Back

Building an AI Video Creator: From Idea to Published Video

Nov 2025 — Present·AI Video Creator
Next.jsFastAPIRemotionSupabaseClaudeElevenLabs

An end-to-end platform that automates the journey from a raw idea to a polished, upload-ready YouTube video — including research, scriptwriting, voiceover, visuals, rendering, and publishing metadata. The platform is functional and used daily in production on a live YouTube channel.

The Problem

Creating quality video content is time-intensive. Researching an idea, writing a compelling script, recording voiceover, sourcing or generating visuals, editing everything together, and preparing metadata can take days for a single video. I wanted to see how far AI could compress that workflow while maintaining a professional result.

How It Works

The user provides an idea or a YouTube video URL as a starting point. From there, the system kicks off a fully automated pipeline: it ingests YouTube transcripts to generate content ideas, researches the idea via Perplexity Sonar, runs a multi-pass scriptwriting chain (structure → draft → AI critic → enhanced final script), synthesizes natural voiceover with ElevenLabs and auto-transcribes for timed captions, creates timed image prompts with style adjustments, generates images via Replicate and Google models, renders the video with Remotion, and produces YouTube-ready metadata.

Stack & Architecture

The backend is built with FastAPI (Python), handling orchestration, AI provider calls, and job management. The frontend is a Next.js 16 App Router application with Tailwind CSS, providing a studio-like interface to manage projects and monitor pipeline progress. Remotion handles programmatic video composition in React — rendering locally during development or scaling to Cloud Run workers in production. Supabase serves as the database, file storage, and authentication layer with full RLS policies and cookie-based auth.

Multi-Model AI

The system uses Claude, GPT, Gemini, Replicate, and ElevenLabs — picking the best model for each step of the pipeline. Perplexity Sonar handles deep research with facts, stats, and context. The scriptwriting chain runs through multiple passes for quality. Prompt templates are customizable per project, allowing different AI behaviour for different channels, audiences, and styles.

Pipeline & Job System

Every long-running step is tracked as a background job with real-time progress, logs, and cancellation support. If a step fails, it can be retried without re-running the entire pipeline. Supabase stores projects, transcripts, prompts, generated images, renders, and detailed job logs. Project names are normalized to avoid duplicates, and logs are trimmed for readability.

Rendering

The backend invokes Remotion with a temporary props file containing the script, audio, images, and timing data. Rendering can run locally during development or on Cloud Run workers for production scale. The rendered video is uploaded to Supabase storage and recorded for reuse. Multiple render configurations (resolution, aspect ratio, style) are supported.

Security & Privacy

The platform is built as a cloud service with subscription-based access. Supabase-backed with full Row Level Security policies and cookie-based authentication ensures each user's data is isolated and secure. No third-party analytics, no data sharing.

Frontend & UX

The frontend provides a project dashboard where each pipeline step is visible with its status, timestamps, and output. Job polling only runs when the browser tab is visible to avoid unnecessary API calls. Users can preview scripts, listen to voiceover, view generated images, and watch rendered videos — all within the app.
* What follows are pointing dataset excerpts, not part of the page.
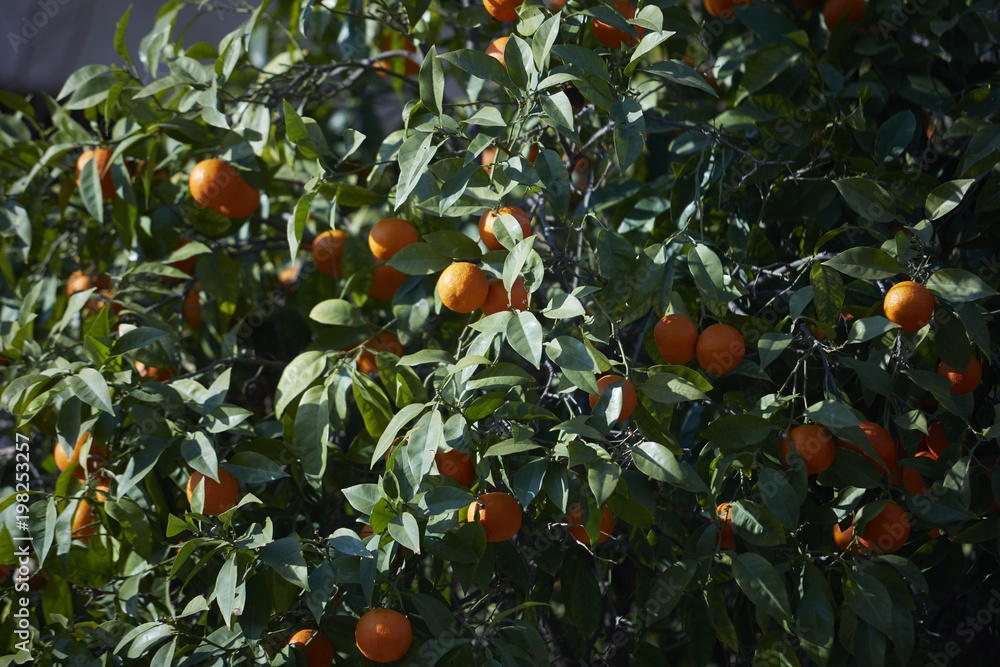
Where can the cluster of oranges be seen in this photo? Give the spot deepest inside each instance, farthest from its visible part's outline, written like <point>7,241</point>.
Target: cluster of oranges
<point>719,348</point>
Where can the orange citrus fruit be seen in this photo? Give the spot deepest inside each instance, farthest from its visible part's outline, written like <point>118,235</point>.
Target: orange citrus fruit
<point>964,382</point>
<point>676,338</point>
<point>328,247</point>
<point>498,513</point>
<point>909,304</point>
<point>834,10</point>
<point>220,496</point>
<point>887,531</point>
<point>495,49</point>
<point>389,236</point>
<point>102,157</point>
<point>96,459</point>
<point>463,287</point>
<point>457,465</point>
<point>502,10</point>
<point>813,443</point>
<point>497,299</point>
<point>720,348</point>
<point>83,520</point>
<point>726,538</point>
<point>612,37</point>
<point>628,394</point>
<point>386,282</point>
<point>315,645</point>
<point>384,342</point>
<point>213,183</point>
<point>383,635</point>
<point>158,374</point>
<point>579,533</point>
<point>487,220</point>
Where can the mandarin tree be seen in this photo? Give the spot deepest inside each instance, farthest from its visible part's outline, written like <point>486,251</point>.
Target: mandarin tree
<point>520,333</point>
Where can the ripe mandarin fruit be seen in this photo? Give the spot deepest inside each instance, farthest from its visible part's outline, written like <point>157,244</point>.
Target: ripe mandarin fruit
<point>579,533</point>
<point>909,304</point>
<point>102,157</point>
<point>887,531</point>
<point>388,236</point>
<point>245,200</point>
<point>723,8</point>
<point>83,520</point>
<point>158,374</point>
<point>386,282</point>
<point>384,342</point>
<point>882,443</point>
<point>628,394</point>
<point>220,496</point>
<point>912,481</point>
<point>964,382</point>
<point>834,10</point>
<point>612,37</point>
<point>813,443</point>
<point>495,49</point>
<point>489,218</point>
<point>676,338</point>
<point>503,10</point>
<point>726,538</point>
<point>410,68</point>
<point>457,465</point>
<point>315,645</point>
<point>383,635</point>
<point>934,441</point>
<point>328,248</point>
<point>213,183</point>
<point>720,348</point>
<point>498,513</point>
<point>96,458</point>
<point>463,287</point>
<point>498,300</point>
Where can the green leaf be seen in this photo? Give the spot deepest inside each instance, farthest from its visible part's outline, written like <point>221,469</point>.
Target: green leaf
<point>869,599</point>
<point>337,312</point>
<point>814,618</point>
<point>868,199</point>
<point>431,78</point>
<point>944,198</point>
<point>866,264</point>
<point>756,524</point>
<point>284,556</point>
<point>524,334</point>
<point>828,292</point>
<point>763,585</point>
<point>91,388</point>
<point>419,259</point>
<point>656,461</point>
<point>894,135</point>
<point>736,432</point>
<point>957,286</point>
<point>680,73</point>
<point>404,529</point>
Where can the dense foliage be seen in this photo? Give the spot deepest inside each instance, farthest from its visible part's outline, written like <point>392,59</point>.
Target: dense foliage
<point>759,169</point>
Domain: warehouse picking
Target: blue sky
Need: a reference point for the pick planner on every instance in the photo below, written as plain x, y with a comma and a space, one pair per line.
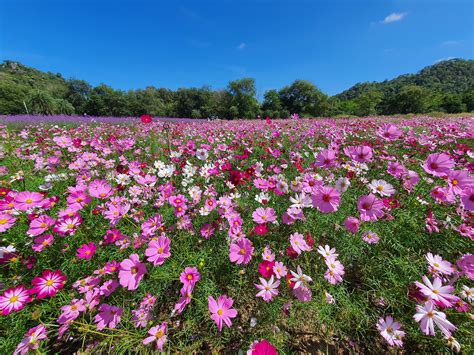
333, 43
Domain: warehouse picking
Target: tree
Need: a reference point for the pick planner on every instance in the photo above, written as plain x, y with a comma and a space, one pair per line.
368, 102
302, 97
12, 98
243, 103
64, 107
271, 104
453, 103
78, 94
40, 102
411, 99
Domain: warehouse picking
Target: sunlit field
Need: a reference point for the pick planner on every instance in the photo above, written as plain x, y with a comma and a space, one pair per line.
258, 236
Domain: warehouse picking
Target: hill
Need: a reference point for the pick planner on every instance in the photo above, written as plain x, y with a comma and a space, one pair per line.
453, 76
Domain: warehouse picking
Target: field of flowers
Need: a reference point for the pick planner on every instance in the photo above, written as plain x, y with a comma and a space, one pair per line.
253, 236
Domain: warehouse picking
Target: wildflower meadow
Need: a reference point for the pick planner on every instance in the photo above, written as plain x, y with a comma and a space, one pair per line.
246, 236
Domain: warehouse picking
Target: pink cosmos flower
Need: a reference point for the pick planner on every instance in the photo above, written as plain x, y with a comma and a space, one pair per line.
48, 284
131, 272
158, 250
437, 292
108, 316
396, 169
39, 225
280, 270
265, 268
459, 180
428, 316
326, 158
264, 215
389, 132
438, 164
298, 243
262, 348
241, 251
268, 289
438, 265
467, 199
352, 224
221, 311
466, 264
6, 221
14, 299
381, 187
100, 189
189, 277
157, 334
370, 207
370, 237
391, 331
32, 340
299, 278
327, 251
326, 199
86, 251
41, 242
361, 154
71, 311
26, 200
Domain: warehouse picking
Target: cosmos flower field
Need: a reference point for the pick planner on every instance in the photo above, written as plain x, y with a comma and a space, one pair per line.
256, 236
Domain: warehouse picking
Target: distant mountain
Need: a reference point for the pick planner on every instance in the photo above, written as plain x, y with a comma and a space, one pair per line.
449, 76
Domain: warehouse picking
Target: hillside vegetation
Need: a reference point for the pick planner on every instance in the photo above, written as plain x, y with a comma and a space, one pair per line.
447, 86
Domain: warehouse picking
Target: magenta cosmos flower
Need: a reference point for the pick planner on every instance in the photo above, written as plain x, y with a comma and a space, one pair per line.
189, 277
158, 335
131, 272
158, 250
41, 242
32, 339
326, 158
298, 243
86, 251
40, 225
241, 251
108, 316
48, 284
438, 164
352, 224
389, 132
26, 200
6, 222
264, 215
221, 311
100, 189
268, 289
14, 299
391, 331
467, 199
466, 264
361, 154
370, 208
326, 199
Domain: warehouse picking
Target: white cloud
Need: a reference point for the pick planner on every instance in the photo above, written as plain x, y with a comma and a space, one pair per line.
444, 59
394, 17
452, 43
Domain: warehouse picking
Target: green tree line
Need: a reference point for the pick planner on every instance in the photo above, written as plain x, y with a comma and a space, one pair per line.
445, 87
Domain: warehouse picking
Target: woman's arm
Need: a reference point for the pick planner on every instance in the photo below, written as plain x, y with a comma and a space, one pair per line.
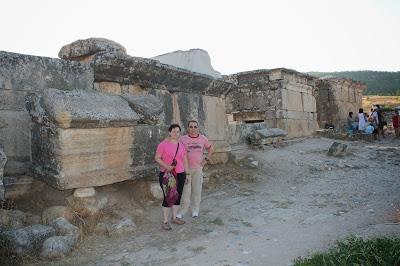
186, 166
158, 159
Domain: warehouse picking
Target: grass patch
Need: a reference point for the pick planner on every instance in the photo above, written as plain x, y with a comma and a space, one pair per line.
357, 251
248, 224
217, 221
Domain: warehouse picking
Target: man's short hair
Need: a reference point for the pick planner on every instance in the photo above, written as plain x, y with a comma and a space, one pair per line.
171, 127
193, 121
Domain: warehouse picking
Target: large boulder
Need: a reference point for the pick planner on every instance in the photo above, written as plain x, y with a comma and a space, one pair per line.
81, 138
28, 240
82, 50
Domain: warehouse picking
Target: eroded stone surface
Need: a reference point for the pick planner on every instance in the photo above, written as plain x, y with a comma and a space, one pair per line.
81, 49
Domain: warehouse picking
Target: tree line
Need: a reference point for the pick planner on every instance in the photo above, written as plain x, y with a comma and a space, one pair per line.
378, 82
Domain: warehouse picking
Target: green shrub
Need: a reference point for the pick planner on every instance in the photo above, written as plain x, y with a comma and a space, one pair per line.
356, 251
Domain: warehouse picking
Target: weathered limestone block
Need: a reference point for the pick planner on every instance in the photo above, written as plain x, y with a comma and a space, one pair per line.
145, 141
16, 186
148, 73
147, 105
84, 192
108, 87
266, 136
51, 213
80, 109
81, 139
81, 50
21, 74
335, 98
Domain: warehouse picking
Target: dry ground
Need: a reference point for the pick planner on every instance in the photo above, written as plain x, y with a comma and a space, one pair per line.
298, 201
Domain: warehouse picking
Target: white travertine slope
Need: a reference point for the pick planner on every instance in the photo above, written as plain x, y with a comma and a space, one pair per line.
195, 60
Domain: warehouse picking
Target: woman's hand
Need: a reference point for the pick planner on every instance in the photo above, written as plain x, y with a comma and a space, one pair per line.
188, 177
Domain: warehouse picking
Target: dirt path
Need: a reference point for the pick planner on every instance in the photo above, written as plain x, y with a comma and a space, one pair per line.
300, 201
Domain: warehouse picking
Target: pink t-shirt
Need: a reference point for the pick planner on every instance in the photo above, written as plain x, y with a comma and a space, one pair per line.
195, 148
167, 151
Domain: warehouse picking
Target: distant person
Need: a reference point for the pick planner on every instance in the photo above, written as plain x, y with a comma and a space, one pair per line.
381, 123
351, 126
396, 122
361, 120
195, 144
171, 157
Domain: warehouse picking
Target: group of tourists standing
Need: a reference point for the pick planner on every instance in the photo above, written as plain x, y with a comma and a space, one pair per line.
372, 123
181, 160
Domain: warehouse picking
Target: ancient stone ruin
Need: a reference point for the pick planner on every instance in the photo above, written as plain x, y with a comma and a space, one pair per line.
95, 116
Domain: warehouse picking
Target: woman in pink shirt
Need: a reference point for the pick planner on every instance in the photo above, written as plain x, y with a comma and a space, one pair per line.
171, 156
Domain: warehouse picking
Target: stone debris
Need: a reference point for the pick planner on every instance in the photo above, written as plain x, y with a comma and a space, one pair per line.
15, 219
337, 149
82, 50
28, 240
51, 213
195, 60
266, 136
57, 247
122, 227
156, 191
65, 228
84, 192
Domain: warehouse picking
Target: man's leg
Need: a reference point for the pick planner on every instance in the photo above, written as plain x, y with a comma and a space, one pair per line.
185, 200
197, 184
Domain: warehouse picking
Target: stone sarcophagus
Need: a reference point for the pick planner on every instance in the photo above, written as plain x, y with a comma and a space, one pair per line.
81, 138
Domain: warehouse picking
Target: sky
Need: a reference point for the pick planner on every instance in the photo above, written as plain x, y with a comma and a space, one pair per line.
304, 35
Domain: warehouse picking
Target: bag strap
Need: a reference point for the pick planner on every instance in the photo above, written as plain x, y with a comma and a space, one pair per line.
177, 148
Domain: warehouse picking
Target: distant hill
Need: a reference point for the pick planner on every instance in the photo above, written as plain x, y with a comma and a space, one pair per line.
378, 82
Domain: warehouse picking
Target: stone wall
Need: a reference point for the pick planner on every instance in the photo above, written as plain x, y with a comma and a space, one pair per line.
279, 98
336, 98
184, 95
22, 74
98, 114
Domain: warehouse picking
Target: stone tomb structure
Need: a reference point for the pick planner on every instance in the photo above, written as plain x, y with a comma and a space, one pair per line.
336, 98
96, 116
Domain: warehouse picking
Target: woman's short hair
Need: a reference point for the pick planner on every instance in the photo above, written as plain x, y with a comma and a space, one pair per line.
171, 127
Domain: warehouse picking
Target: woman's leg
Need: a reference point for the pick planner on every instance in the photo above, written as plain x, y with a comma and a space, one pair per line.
166, 214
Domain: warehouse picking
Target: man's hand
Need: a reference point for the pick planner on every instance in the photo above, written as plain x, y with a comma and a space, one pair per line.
188, 177
169, 168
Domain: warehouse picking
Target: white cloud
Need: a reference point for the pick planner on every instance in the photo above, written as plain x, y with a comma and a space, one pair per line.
323, 35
Challenges & Lessons Learned

Orchestrating multiple AI services taught me a lot about handling latency, token limits, rate limiting, and graceful degradation. Caching and reuse were essential — regenerating images or voiceover for every tweak would be prohibitively slow and expensive. Building a durable job system with clear observability was the backbone that made the whole pipeline reliable.

Current Status

The platform is functional and used daily on a live YouTube channel. Multi-language support, audience analysis, style consistency controls, and a public SaaS launch are on the roadmap.